Italienisches top-fußball-drama: rochi-skandal erschüttert die serie a
Ein Erdbeben im italienischen Fußball: Der Designator Gianluca Rocchi steht im Zentrum eines Korruptionsskandals, der die Serie A in ihren Grundfesten erschüttert. Die Mailänder Staatsanwaltschaft ermittelt gegen Rocchi wegen des Verdachts der „sportlichen Komplizenschaft mit Betrug“ – eine Anschuldigung, die das Saisonfinale dramatisch beeinflussen könnte.

Die schlüsselmomente in san siro
Im Fokus der Ermittlungen stehen zwei Spiele, die am 2. April im San Siro ausgetragen wurden: Bologna gegen Inter und Inter gegen Milan. Die Entscheidungen von Rocchi bei der Vergabe der Schiedsrichteraufträge für diese Partien werden nun genauestens unter die Lupe genommen. Sowohl Andrea Colombo als auch Daniele Doveri, die in diesen Spielen pfeiften, wurden bereits von der Staatsanwaltschaft vernommen und gaben an, keine besonderen Gründe für ihre Vergabe zu kennen. Doch die Sache ist komplexer, als es zunächst scheint.
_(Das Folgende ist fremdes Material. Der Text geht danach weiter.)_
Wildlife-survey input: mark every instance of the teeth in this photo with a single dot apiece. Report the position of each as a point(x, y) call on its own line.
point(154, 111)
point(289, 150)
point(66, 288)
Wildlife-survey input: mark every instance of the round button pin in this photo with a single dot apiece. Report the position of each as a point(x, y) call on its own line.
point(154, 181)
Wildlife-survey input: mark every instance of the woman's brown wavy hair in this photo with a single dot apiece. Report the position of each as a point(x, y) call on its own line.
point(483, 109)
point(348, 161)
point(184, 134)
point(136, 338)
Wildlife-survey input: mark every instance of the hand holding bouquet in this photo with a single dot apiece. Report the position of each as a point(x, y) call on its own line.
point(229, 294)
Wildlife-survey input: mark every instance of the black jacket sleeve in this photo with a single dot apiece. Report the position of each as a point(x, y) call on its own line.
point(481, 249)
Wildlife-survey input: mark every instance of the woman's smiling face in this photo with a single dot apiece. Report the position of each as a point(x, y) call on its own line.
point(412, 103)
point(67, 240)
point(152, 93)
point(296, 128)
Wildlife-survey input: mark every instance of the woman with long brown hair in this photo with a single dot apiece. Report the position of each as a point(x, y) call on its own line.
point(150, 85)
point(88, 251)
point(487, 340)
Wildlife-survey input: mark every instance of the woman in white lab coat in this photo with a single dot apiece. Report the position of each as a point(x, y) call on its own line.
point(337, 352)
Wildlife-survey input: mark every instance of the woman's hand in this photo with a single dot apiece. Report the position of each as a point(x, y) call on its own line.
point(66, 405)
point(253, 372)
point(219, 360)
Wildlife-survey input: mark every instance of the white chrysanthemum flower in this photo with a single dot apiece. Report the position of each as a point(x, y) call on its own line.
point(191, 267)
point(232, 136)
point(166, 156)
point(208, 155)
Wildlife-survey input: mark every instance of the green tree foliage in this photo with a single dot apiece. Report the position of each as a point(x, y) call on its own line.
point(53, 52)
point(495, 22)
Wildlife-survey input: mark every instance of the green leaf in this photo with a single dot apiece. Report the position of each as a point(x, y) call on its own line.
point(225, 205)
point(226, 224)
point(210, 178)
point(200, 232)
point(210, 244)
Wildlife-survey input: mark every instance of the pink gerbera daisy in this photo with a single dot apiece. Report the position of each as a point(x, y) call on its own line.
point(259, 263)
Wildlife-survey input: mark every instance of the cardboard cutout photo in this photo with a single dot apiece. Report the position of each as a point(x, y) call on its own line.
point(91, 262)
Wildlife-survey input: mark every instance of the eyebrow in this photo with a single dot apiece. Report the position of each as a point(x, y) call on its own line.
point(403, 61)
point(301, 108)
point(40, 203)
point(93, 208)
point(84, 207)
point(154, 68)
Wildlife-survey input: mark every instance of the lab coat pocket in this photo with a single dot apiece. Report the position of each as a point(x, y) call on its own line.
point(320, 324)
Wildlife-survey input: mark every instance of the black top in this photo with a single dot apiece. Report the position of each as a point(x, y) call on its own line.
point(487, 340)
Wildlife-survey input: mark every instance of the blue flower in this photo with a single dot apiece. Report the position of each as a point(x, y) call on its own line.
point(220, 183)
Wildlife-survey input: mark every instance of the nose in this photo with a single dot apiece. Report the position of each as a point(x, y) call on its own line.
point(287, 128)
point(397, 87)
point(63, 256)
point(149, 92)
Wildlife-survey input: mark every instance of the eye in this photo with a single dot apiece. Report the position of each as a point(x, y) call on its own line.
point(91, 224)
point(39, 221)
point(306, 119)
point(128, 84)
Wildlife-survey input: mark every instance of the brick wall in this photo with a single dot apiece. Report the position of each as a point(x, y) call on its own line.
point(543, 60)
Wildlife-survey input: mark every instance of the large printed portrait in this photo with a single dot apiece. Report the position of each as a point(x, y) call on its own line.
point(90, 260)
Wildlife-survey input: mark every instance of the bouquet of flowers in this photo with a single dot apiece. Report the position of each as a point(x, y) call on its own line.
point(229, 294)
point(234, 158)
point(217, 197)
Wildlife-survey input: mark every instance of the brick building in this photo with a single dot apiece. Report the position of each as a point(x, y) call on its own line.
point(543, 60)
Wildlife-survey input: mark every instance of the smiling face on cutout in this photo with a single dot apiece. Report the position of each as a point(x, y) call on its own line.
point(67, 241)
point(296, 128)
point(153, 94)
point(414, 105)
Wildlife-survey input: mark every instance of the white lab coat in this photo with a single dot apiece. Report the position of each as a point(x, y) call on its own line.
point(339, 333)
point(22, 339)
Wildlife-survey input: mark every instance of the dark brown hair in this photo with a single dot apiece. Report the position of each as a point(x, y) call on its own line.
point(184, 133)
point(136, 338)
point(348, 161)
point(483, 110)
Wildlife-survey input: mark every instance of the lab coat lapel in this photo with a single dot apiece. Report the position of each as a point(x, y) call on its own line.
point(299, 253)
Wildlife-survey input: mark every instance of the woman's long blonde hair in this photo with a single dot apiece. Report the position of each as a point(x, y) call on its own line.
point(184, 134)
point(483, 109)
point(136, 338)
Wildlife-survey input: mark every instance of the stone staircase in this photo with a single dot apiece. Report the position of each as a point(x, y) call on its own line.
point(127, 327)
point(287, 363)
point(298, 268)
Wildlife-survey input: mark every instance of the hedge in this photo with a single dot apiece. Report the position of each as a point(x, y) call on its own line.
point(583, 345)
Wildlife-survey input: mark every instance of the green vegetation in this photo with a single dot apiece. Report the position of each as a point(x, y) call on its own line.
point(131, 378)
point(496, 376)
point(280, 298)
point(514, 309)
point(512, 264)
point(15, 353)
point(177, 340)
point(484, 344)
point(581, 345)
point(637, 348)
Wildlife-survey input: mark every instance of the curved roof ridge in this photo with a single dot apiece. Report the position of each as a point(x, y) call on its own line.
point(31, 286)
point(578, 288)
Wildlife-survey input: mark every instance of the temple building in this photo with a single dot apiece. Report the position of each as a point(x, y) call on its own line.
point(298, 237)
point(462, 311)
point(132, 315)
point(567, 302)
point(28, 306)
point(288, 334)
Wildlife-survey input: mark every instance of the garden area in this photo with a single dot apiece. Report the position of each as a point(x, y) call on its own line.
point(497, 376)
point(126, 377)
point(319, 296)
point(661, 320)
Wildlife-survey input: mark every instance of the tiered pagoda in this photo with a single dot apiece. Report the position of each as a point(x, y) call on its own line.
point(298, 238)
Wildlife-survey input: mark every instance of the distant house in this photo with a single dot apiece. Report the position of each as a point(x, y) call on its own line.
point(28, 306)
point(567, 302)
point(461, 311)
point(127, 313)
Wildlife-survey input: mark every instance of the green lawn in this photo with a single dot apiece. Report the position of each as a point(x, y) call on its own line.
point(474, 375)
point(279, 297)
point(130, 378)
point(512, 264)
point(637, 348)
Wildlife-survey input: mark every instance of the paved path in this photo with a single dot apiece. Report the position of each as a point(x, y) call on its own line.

Zeugenaussagen innerhalb des Schiedsrichterkreises sprechen von „kombinierten Vergaben“ – ein Begriff, der die ohnehin schon angespannte Situation weiter verschärft. Was genau verbirgt sich hinter diesem Begriff? Rocchi hatte als Designator die Freiheit, Schiedsrichter nach eigenem Ermessen einzusetzen. Aber war diese Freiheit missbraucht worden, um bestimmte Ziele zu verfolgen?
Die Gazzetta dello Sport enthüllt mögliche Szenarien, die hinter der Untersuchung stecken. Handelte es sich um einen Versuch, ausgewählte Schiedsrichter zu fördern, während andere benachteiligt wurden? Es wird von einem sogenannten „Rocchi-System“ gesprochen, einem Netzwerk von Gefälligkeiten und Bevorzugungen innerhalb des Schiedsrichterkollegiums, das offenbar unabhängig von den Vereinen agierte. Die Entscheidungen des Designators hätten Einfluss auf interne Abstimmungen und mögliche Sanktionen gehabt – und damit auch finanzielle Vorteile für die „bevorzugten“ Schiedsrichter bedeutet.
Diese erhielten regelmäßig Top-Spiele in der Serie A, was nicht nur Prestige, sondern auch höhere Honorare bedeutete. Im Gegenzug wurden Schiedsrichter, die nicht in das System passten, ausgebootet oder behindert. Die Denunziationen stammen hauptsächlich von Schiedsrichtern oder Ex-Schiedsrichtern, die sich durch diese Entscheidungen geschädigt fühlen.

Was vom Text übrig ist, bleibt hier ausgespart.